One of the most anxiety provoking aspects of this project was figuring out how I was representing myself on the Internet. My first video biography (video biography #1) is completely fictional. I re-staged a jazz combo that I dance in Jazz Ensemble for a video project. My goal was to highlight some of my experiences as a dancer, and experiment with filmic staging and editing. I had two main concerns when I uploaded this video to youtube: first, that people would think that I was super arrogant and cocky (considering that I danced to the song “I’m A Monster” by The Ranger$) and also that I would be judged on the dancing (which is not as good as it is when we do it in the studio where we aren’t trying to do turns on pavement, were we aren’t freezing cold, where we have more space, and where we aren’t wearing such bulky clothing). Interestingly, I feel that video biography #1 better represents who I am than video biography #2 which is made up of footage of a real performance that I was in, interspersed with personal footage of my life and rehearsals. The reason why I feel the first video characterizes me better is because it is so tongue-in-cheek. Those who know me well know that I do not take myself very seriously, that I like hip hop music (both of these factors went into my song selection), that my favorite color is purple (which is why the dancers wore something purple), and that I primarily dance at Bryn Mawr (I started dancing last year and the only classes that I have ever taken were at Bryn Mawr). The other video seems a bit too sentimental to suit my personality. Maybe it is because of the song (“Please Don’t Go” by Mike Posner) which is about being heart broken and maybe because interspersing video montages of my personal life seems incredibly sentimental and indulgent; I don’t know, I just feel that the first version is more representational about who I am.

            The reason why I feel that uploading the first video, Video Biography #1, is so anxiety provoking is because it can be easily misconstrued. It is comprised of a lot of coded information. Factors such as the song choice, the location, the costumes of the dancers, etc all convey biographical information about who I am. Yet, to many of those who look at the video, they just see a hip hop dance not notice the symbolic significance of various parts of the video. This ultimately asks, where is information formed? Is it in the intention of the speaking subject or is in the reception of the person perceiving the stimulus. Based on my experiences with this project, I would argue that it is a mixture of both. The speaking subject is conveying potential information when the subject puts out a stimulus. Even if the viewer does not perceive that as information, it does still potentially have informative properties. However, the formation of meaning from this potential information is still very focused on the perceiver who must weed out what he or she views is noise and what is information.

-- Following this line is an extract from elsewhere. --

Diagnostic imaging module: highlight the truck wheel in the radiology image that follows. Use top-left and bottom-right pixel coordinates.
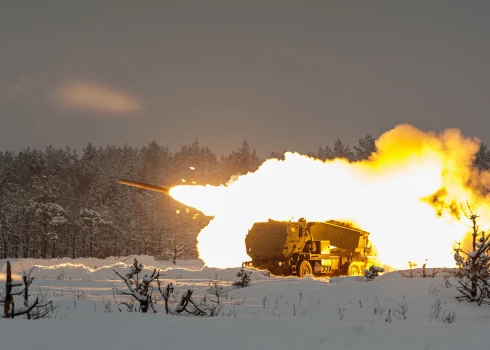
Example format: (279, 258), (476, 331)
(298, 260), (313, 277)
(347, 262), (363, 276)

            To augment this project, I uploaded a video of a collection of footage that I have from the past few years of my life. Theoretically, this would be more biographical than the other videos; it was all taken from real footage from my life. Yet, there does seem to be a hint of staging in this footage. The subjects who are filmed in the video are aware of the camera’s presence; sometimes the subjects even talk to the camera. The awareness of the camera alters the subject’s behavior. Even if it is as simple as angling your body so that it is captured by the camera during a conversation or making looking up at the camera, even a slight change in the subjects behavior alters the tone of the event and is different than if there was not a camera presence involved. This is pertinent to Barad’s discussion of how looking a particle affects the behavior of the particle. In a filmic perspective, the seeing eye of the camera, no matter how big or small a presence it may have, has an affect on the behavior of those around. 

 

 

Comments

Liz McCormack's picture

truth in art

Great to see these creative projects.  The consideration of the huge informational content in visual media was interesting--so much more complex than for example, simple spoken text, but essentially made up of the same elements--encoding through content choices, staging, music, editing, etc and then the decoding by an audience.  Your reflection on which videos you felt better represented you and why, anticipated particular decodings you knew would not accurately represent you.   So, is that where the compelling nature of art comes in?  It is highly deliberate and full of intentiality, and as a result, somehow manages to portray a "truth" better than the real thing--  e.g., your Video Biography #1.